Council first approached Henry Hill School in connection with the new shared iWay pathway He Rerenga Inanga (waterway of the whitebait) at the back of the school. He Rerenga Inanga starts at Harold Holt Ave south of the school, and has recently been extended all the way to Lipton Place in Onekawa. 

iWay's Lyndal Johansson: "School entrances have become dangerous places over the last 10 to 15 years. The Minister (Julie Anne Genter) told me this is exactly what she would like to see happen all over the country."

Traffic calming zones were set up, and the students introduced to Move It, a programme established by iWay rewarding students for walking, scooting or cycling to school. Students were shown where it was safe for their parents to park, and following the lead of principal Jason Williams – and taking heed of his favourite saying “unplan… be responsive”, iWay decided to focus on increasing walking and scooting.

The message got through and there was a dramatic change after just a few months – rather than 55 to 60 cars trying to get in and out of Dick Place, it was about two to three. It also had the effect of increasing the networking between staff and parents. “Parents are now walking down the street with their kids, whereas in the past they may have just sat in the car around the corner. We’re seeing parents, we’re having conversations and creating really good relationships across our community,” says Jason.
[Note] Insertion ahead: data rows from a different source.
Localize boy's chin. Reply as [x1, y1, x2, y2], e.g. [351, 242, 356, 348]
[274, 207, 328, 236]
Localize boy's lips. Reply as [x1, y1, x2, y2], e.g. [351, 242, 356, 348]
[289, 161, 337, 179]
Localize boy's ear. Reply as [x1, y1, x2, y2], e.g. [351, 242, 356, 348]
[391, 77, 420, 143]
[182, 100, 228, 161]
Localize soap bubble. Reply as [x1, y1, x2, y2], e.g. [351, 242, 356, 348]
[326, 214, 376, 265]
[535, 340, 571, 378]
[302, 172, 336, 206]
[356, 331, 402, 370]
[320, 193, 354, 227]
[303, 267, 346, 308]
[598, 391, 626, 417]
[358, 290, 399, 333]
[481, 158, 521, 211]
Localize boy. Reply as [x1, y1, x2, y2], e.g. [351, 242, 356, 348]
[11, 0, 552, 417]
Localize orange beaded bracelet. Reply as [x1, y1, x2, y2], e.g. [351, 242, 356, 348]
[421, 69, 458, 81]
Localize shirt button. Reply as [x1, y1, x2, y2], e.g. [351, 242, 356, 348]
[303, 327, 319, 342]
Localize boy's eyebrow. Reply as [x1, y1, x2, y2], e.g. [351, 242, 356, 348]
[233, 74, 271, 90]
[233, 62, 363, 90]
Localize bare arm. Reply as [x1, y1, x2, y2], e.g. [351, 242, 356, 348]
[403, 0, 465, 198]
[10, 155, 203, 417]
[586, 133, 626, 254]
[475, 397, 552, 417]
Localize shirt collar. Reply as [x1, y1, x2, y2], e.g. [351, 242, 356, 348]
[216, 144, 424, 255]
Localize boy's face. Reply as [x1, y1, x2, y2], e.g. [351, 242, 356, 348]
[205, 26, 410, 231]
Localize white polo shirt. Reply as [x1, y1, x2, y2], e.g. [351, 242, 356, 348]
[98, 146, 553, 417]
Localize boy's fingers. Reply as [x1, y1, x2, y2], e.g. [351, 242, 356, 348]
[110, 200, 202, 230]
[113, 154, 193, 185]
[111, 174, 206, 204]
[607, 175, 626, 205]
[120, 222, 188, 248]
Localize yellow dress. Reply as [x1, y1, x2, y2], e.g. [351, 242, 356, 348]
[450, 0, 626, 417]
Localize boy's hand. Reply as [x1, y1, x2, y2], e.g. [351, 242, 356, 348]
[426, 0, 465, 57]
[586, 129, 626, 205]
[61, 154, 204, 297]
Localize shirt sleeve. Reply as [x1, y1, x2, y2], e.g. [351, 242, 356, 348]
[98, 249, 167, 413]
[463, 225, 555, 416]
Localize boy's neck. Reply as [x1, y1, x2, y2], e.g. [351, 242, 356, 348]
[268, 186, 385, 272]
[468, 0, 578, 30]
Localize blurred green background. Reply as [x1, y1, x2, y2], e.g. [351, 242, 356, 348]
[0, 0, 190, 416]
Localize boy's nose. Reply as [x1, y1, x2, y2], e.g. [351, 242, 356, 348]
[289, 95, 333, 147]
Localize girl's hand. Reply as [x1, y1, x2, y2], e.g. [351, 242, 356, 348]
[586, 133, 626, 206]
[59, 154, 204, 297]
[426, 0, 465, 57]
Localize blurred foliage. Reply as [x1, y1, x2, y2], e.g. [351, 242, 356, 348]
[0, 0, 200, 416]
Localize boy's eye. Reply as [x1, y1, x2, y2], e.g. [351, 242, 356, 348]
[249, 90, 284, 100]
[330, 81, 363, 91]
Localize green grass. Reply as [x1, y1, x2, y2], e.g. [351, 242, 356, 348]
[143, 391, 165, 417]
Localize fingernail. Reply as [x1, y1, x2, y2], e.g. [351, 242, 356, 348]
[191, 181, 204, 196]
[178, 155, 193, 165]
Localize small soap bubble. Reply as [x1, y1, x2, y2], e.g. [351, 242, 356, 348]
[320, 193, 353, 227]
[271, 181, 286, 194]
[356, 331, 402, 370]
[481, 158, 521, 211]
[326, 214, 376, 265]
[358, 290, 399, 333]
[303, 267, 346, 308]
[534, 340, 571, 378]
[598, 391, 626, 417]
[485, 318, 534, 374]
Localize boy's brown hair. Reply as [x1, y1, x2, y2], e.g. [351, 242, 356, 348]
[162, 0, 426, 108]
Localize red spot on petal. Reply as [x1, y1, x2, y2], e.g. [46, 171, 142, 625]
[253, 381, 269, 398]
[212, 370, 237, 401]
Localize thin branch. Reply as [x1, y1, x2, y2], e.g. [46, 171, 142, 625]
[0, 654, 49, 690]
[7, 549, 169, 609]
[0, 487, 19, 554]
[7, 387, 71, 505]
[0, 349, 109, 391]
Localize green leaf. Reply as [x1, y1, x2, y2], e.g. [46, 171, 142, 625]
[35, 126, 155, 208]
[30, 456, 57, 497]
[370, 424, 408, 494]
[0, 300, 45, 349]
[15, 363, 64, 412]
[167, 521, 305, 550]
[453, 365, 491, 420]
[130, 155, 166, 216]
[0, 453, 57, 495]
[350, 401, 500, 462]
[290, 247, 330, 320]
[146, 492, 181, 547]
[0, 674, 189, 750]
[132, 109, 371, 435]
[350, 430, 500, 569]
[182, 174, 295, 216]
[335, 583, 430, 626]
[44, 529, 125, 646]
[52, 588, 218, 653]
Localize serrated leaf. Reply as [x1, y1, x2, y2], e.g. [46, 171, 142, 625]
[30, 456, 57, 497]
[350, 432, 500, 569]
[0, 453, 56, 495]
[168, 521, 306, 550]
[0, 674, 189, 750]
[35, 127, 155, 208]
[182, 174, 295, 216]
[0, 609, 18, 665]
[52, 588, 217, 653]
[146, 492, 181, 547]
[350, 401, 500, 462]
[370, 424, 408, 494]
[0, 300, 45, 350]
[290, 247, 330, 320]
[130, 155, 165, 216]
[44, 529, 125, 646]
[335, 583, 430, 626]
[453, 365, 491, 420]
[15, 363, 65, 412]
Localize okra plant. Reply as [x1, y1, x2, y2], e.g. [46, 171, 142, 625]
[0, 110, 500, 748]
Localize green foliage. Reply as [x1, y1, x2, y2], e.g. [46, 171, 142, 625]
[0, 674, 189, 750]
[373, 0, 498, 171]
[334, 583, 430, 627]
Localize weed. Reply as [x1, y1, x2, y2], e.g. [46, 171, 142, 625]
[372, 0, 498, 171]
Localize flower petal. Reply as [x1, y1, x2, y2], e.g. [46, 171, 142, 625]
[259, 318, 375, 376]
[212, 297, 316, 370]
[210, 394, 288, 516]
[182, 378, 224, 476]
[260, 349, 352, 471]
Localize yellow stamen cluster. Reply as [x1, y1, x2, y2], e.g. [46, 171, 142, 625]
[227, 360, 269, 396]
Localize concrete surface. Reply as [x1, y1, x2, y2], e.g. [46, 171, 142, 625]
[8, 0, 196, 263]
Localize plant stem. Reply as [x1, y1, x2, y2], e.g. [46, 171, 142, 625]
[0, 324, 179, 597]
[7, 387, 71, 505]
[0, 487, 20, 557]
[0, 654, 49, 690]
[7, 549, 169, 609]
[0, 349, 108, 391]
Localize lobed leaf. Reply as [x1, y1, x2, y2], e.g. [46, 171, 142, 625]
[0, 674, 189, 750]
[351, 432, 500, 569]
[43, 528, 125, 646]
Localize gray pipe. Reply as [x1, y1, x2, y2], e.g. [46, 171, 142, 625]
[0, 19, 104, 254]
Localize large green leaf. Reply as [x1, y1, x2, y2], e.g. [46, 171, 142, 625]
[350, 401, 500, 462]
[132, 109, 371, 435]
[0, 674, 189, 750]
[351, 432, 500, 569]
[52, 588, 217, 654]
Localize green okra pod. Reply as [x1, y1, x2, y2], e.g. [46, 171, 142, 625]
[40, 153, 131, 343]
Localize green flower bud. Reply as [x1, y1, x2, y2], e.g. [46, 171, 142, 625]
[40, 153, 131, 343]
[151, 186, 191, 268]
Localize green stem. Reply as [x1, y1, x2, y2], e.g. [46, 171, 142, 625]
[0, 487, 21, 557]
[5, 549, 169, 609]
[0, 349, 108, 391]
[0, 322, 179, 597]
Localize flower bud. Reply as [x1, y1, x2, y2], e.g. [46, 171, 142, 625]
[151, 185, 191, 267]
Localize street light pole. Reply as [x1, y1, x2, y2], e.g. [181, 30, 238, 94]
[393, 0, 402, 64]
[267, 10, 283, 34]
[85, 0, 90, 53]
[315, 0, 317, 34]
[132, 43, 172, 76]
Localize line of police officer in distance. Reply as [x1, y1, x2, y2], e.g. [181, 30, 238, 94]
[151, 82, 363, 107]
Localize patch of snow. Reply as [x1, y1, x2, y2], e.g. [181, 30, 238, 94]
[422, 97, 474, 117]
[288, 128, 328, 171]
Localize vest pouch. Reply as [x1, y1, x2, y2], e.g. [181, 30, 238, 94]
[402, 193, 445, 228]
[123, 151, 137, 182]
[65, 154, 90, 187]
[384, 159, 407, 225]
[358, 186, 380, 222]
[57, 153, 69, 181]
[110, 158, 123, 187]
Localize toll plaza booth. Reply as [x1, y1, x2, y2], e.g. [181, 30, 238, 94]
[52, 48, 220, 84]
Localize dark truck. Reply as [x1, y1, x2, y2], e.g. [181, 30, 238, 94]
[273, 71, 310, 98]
Napier’s iWay team didn’t want to produce a bulky, formal plan for the school, and the way they approached this project paid off, says Lyndal Johansson, Community Cycling Development Officer. “The Minister (Julie Anne Genter) told me this is exactly what she would like to see happen all over the country. School entrances have become dangerous places over the last 10 to 15 years. We see this as an extremely important project which we hope to encourage at other Napier schools, and do our bit to counter inactivity and obesity in our children.”

The best advice Napier iWay can give to others wanting to follow their lead, says Lyndal, is to make sure, whatever they do, that the change is driven by the students.

Hastings District Council initiated iWay, then called a model communities project, in 2010. NCC joined iWay in 2015, following a successful joint Hastings District and NCC application for Urban Cycleway Programme funding from central Government. Both Councils contribute financially to iWay, along with the New Zealand Transport Agency.

The long term goal of iWay is to create the most extensive urban cycle network in New Zealand.